At the beginning of the seventies, according to the chronicles, the Cuyahoga river (in the north of the state) literally caught fire. To ignite, the layer of oil that covered it. "The water was practically always covered with an oily veil and bubbled like a deadly stew - writes the Smithsonian Magazine -. Sometimes rats floated, their bodies so swollen they were practically the size of a dog. A disturbing spectacle, but also one of the realities of the city at that time ”.

"For more than a century, Cuyahoga was the preferred location for various manufacturing industries - notes the newspaper - Everyone knew it was polluted, but pollution meant that the industry thrived, the economy did sparks, and everyone had a job ”. "The river was scary," confirms Tim Donovan, a student at the time, to the newspaper. "The general rule was that if you fell into it, God free, it was better to run to the hospital."
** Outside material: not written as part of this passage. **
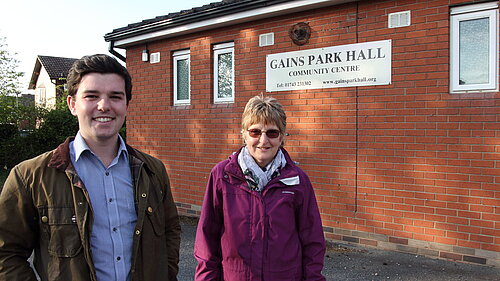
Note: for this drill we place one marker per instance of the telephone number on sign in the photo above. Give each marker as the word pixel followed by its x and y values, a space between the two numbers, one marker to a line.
pixel 293 84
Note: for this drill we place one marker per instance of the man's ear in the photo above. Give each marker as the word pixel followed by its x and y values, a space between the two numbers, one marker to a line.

Things have changed a lot since then. The environmental movements have won many battles and obtained stricter regulations on water spills, environmental emissions, chimney fumes. But the United States is also the country where the denier Donald Trump sat in the White House until 2020, leader of a global current with little interest in environmental issues. Calibrating an economy accustomed to moving without too many constraints on the basis of new and increasingly stringent parameters is not easy. The ecological transition, in order not to become unpopular with the voters, must be systematised with the needs of employment, the recovery of investments, and consolidated lifestyles. Who arrives last, in this case, enjoys a colossal advantage. And Sofidel slipped through the opening.

The Tuscan multinational has built a plant in Circleville based on the most recent environmental criteria. A huge warehouse, one million square meters and one kilometer long side, from which to try to bring the sector into the twenty-first century.
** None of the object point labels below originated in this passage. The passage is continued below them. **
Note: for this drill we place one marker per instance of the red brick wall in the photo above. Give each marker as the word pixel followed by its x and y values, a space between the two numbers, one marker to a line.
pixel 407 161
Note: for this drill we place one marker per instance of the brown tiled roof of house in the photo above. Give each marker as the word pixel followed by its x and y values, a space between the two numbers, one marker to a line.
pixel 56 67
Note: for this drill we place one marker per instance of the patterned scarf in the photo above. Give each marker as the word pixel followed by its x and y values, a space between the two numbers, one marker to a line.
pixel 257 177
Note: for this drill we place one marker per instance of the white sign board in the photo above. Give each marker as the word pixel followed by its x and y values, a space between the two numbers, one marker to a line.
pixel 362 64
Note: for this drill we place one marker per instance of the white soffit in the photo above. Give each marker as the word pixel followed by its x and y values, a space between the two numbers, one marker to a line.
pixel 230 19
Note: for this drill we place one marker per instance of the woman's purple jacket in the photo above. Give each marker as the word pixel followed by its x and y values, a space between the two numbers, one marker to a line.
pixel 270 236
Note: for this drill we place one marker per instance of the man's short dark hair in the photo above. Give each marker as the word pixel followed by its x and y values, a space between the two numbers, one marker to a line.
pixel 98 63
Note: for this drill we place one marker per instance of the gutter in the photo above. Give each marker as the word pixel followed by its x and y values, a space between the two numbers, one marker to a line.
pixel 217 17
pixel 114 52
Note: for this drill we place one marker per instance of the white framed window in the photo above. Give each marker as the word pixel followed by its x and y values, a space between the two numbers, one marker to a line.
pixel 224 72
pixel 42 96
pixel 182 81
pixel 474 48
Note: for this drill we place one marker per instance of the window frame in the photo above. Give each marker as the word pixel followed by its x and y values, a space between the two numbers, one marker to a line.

The impression, at first sight, is to be in a very different reality than to the collective imagination of the factory. Laser-guided forklifts as large as vans whiz through the corridors, independently loading the huge bales necessary for processing. Self-propelled pachyderms that run and turn as directed by a vigilant imaginary equipped with a shovel and whistle: but the beasts are able to stop in a few centimeters if they detect an obstacle. Of course, we have experienced this.

Warehouse technologies are borrowed from the food & beverage sector, similar to those of the Tannico automatic warehouse already visited by sportsgaming.win. Fully digital management saves up to 40% of space and minimizes labor.

One of the gigantic laser-guided forklifts (photo: Antonio Piemontese)

The two colossal paper mill machines are supplied by Valmet, a world leader in Finland. As regards, instead, the second phase of production, converting, ten lines are installed in Circleville for the realization of the finished product: three are produced by Fabio Perini, another Italian multinational based in the Tuscan tissue valley and capable of exporting all over the world.

Cellulose comes from certified forests, explains the company, with the guarantee that the cut trees will be replanted. The huge amount of energy needed for processing comes from renewable sources, through long-term agreements with suppliers.

Finally, alongside the use of cogeneration plants - i.e. intended for the joint production of energy and heat - Sofidel has implemented a system for recovering the heat generated by the turbines, which can be conveyed through specific extraction hoods and first used for drying paper reels, and later recovered for the production of steam. This system is able to provide almost all the energy necessary for drying the paper, and can power - under certain conditions - the entire machine.